The COVID-19 pandemic is changing a lot right now. Here are three changes to which I’m paying close attention
- How we talk about healthcare reform
- How we talk about rationing ethically
- How the virus is spreading silently
Coronavirus & Healthcare Reform
Christopher Beem writes in The Conversation that the coronavirus pandemic will push Americans to reframe the national conversation about healthcare reform. Up to now the question asked has been, Is healthcare a right or a privilege? But Beem says that COVID-19 now demonstrates that each of us has a direct impact on the “life, liberty, and pursuit of happiness” of all others in society by the way we exercise our right to mingle in close contact with others for business or recreation, and by the way we exercise our right to hoard hand sanitizer, and by how we assert our access to a ventilator. Beem concludes that healthcare is neither the right or privilege of disconnected individuals, but rather the collective responsibility of all under our social contract. “When we all live together in society, we depend on each other. And therefore we have obligations to each other.”
Fixing U.S. Healthcare agrees that the question should be, What kind of healthcare do We the People owe each other? See more discussion at Coronavirus & Healthcare Reform.

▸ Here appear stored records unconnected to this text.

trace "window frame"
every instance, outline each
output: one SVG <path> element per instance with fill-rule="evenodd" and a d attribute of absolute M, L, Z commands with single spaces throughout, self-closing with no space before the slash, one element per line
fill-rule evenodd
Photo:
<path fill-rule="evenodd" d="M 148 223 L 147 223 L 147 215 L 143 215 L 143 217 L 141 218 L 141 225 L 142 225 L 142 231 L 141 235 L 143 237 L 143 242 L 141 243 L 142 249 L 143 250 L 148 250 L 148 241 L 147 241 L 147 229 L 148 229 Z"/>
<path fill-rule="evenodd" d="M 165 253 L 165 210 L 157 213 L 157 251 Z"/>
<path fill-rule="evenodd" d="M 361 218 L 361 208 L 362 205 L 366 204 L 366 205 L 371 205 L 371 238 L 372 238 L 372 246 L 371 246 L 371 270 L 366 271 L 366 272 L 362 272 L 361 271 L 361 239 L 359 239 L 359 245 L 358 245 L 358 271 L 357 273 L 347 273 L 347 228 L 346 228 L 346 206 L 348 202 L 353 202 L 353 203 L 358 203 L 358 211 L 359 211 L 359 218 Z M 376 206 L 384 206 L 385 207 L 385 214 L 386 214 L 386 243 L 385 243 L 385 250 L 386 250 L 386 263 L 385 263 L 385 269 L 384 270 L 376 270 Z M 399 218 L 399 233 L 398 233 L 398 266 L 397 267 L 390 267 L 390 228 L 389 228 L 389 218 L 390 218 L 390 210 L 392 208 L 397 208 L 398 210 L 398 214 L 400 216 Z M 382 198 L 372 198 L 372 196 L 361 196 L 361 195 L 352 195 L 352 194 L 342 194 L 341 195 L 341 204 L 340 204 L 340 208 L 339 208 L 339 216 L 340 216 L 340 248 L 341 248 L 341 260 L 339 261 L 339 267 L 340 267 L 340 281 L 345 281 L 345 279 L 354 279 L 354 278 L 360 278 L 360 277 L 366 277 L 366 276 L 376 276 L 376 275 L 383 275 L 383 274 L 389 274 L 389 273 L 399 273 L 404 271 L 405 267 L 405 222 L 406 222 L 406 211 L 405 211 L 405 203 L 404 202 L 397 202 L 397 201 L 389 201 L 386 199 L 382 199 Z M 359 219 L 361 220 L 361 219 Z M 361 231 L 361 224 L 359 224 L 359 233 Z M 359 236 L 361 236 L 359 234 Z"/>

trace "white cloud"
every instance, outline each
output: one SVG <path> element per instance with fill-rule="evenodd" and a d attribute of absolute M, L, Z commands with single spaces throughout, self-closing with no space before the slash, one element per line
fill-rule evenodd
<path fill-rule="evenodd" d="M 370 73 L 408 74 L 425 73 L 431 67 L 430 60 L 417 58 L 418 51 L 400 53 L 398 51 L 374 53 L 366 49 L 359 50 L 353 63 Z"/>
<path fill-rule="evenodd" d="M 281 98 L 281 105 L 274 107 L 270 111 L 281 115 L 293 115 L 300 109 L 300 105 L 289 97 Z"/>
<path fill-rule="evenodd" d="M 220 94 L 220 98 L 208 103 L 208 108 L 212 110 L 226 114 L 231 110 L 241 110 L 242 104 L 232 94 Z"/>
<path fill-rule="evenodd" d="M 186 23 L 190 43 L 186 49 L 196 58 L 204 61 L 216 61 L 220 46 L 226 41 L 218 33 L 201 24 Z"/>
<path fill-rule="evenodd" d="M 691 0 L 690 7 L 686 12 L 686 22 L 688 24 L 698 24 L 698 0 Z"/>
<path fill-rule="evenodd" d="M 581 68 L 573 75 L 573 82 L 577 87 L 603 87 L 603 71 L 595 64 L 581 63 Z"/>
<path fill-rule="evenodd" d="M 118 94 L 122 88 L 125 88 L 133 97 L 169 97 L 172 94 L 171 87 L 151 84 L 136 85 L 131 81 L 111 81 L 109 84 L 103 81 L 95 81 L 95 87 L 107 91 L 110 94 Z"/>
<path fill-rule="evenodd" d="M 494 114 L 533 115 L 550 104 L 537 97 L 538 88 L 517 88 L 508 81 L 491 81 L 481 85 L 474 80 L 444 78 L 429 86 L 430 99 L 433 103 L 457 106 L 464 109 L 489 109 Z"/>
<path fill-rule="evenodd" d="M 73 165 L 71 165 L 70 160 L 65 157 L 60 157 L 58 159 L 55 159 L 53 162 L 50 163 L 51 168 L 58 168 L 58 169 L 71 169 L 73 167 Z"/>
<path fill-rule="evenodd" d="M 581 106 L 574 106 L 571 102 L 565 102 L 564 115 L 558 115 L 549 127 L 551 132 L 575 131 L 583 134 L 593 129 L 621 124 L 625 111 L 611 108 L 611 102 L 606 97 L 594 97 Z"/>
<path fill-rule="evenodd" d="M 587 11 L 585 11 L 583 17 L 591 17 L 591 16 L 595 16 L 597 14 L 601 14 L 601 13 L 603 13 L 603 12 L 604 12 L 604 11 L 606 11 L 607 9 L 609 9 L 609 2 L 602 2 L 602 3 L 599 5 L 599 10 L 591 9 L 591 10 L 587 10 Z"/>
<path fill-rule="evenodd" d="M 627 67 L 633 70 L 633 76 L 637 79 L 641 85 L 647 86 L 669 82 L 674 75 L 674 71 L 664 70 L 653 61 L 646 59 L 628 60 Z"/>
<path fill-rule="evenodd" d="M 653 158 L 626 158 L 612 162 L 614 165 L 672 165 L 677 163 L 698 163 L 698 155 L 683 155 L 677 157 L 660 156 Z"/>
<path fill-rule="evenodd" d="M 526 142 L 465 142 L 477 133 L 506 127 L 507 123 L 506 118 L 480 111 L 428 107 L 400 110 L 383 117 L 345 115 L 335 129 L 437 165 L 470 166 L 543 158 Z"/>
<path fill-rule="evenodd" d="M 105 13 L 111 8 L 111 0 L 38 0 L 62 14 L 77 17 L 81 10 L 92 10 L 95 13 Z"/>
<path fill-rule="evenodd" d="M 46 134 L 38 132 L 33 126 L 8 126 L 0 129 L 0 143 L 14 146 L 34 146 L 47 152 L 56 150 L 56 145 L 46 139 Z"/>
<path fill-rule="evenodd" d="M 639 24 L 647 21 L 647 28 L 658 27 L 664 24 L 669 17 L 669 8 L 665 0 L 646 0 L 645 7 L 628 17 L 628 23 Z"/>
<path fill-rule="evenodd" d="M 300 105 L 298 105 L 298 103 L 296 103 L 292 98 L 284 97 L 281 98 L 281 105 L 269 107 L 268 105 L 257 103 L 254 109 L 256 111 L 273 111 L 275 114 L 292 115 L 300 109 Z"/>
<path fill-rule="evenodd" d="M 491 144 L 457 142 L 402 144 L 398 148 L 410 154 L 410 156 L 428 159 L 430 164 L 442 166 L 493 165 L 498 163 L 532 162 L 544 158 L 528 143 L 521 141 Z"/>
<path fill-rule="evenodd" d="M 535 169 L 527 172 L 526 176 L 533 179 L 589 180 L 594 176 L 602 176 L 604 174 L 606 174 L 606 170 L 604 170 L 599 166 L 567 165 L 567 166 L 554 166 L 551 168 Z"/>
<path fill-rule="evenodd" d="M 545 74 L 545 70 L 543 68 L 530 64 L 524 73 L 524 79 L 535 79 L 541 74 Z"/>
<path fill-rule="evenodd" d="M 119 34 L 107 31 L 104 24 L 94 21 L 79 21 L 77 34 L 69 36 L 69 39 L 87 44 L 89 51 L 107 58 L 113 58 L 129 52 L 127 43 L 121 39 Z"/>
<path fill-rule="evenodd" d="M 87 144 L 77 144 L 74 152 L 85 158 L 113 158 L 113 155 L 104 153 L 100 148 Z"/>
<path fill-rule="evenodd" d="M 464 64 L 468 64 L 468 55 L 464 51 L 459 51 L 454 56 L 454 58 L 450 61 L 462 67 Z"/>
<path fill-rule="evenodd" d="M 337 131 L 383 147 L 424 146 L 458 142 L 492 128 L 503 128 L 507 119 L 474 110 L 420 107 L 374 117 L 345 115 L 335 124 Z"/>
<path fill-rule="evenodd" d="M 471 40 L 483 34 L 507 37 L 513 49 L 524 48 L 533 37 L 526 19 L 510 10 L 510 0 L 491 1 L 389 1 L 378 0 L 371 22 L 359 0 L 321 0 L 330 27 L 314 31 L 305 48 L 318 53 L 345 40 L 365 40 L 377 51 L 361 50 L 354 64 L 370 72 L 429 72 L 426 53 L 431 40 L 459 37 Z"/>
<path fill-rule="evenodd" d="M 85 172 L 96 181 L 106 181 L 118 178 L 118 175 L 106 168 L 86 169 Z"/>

Ethical Rationing in a Crisis
What do we owe each other when there are not enough ICU beds and ventilators for everyone who needs one? The coronavirus pandemic has changed this from a theoretical exercise for students of medicine and philosophy into a hard practical question that will face New York City doctors within two weeks and others within two months.
According to doctors writing in today’s New England Journal of Medicine, we owe each other fair allocation of scarce resources. They offer six guiding principles:
- Maximize the benefit – save as many lives (and secondarily, years of life) as possible
- Critical resources and care should go first to front-line health workers, not because they are more worthy but because they can in turn save others
- Given equal prognoses otherwise, resources should be allocated equally, for example by lottery, and not just on a first-come-first-served (which would create and reward perverse incentives)
- Prioritization should be adapted according to intervention and to changing scientific evidence. For example, frail elderly patients will be the ones who benefit most from vaccines, after health workers, but will least derive benefit from ventilators, given their poor survival in ICUs.
- Prioritize patients who volunteer for research trials.
- There should be no difference in allocating scarce resources between patients with Covid-19 and those with other serious medical conditions.
Silent Spread of Coronavirus
Meanwhile, the first reports out of Hubei Province in China are shedding more light on the epidemiology of the novel SARS-CoV2 virus. Li and colleagues, writing in Science report that 79% of confirmed cases in Wuhan arose from “undocumented” (silent) contacts. The virus was spread extensively by people who didn’t realize they carried it. These epidemiologists conclude, “These findings explain the rapid geographic spread of SARS-CoV2 and indicate containment of this virus will be particularly challenging.”
This also means that only widespread population testing will allow public health officials to map patterns of spread and to design strategies to control it. Population testing will require both nasal swabs to identify current asymptomatic carriers as well as antibody blood testing to identify persons who have already recovered with natural acquired immunity. Armed with that information, public health officials could be able to predict when a community has sufficient herd immunity to halt the further spread.